We go back right back to the place where we left off, expecting our lives, our relationship to be like it was when we first fell in love. Only now, much like poor Tom, we have accumulated even more, what we often refer to today as “baggage”. But we find out the hard way that everything we knew, everything we counted on has changed.

At this point, typically, both parties feel that there are “irreconcilable differences” and they begin the process of dividing the furniture and the children.

And let me tell you, if you haven’t experienced it, the divorce process is a messy, painful, lengthy, oft times ugly ripping apart of lives. It is like a combination of loss and rejection all rolled up into one not so neat package. And my divorce was not even acrimonious.
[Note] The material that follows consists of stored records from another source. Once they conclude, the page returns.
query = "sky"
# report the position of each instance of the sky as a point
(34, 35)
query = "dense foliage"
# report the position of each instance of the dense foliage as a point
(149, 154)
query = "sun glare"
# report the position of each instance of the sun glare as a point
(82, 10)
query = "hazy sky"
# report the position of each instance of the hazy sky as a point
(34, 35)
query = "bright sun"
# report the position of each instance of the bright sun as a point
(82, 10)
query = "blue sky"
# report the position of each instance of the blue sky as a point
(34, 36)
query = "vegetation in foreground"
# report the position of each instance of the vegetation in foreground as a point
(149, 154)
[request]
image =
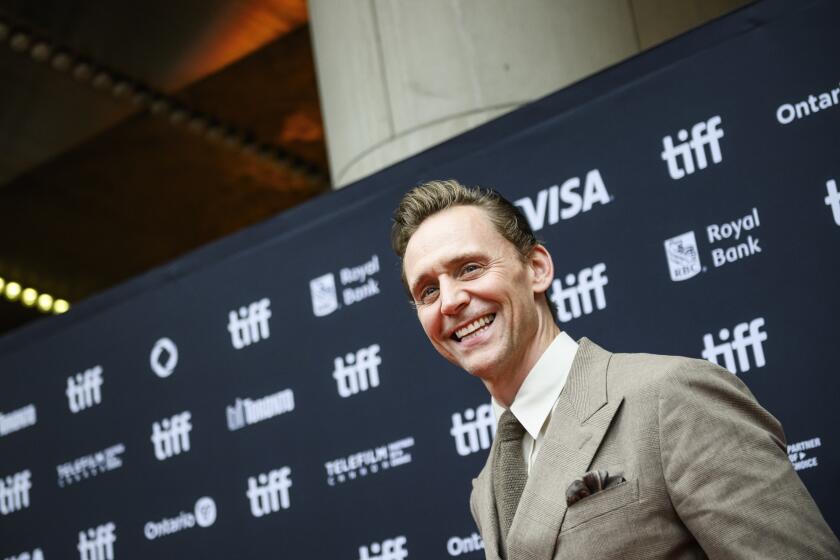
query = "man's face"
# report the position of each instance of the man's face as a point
(476, 299)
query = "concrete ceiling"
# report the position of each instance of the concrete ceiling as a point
(132, 132)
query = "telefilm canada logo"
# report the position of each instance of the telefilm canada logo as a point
(563, 202)
(743, 340)
(91, 465)
(203, 515)
(473, 430)
(14, 492)
(690, 155)
(389, 549)
(368, 462)
(802, 454)
(582, 294)
(727, 242)
(97, 543)
(18, 419)
(357, 283)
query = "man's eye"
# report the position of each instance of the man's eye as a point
(427, 294)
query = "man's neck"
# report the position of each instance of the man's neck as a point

Please do hear me however, when I say that I am not advocating staying in a marriage just to avoid the divorce process.

I am not advocating one way or another.

I am just sharing my story.

But I do believe in my core that whatever choice I made, whether I had decided to stay or continued with the divorce, I could have spared myself, my ex-husband and even my son a great deal of pain and confusion if I had grasped the healing power of coaching and writing either before deciding to divorce, during the divorce process and even post-divorce.

Coaching helped me gain insight and understand myself, know myself better. Writing helped me create a plan for my life. It opened my heart again and brought dreams back. It got me past the rocks. It helped me set sale on the beautiful life I have now. But think how wonderful it would have been to shave off the years of being stranded on that island.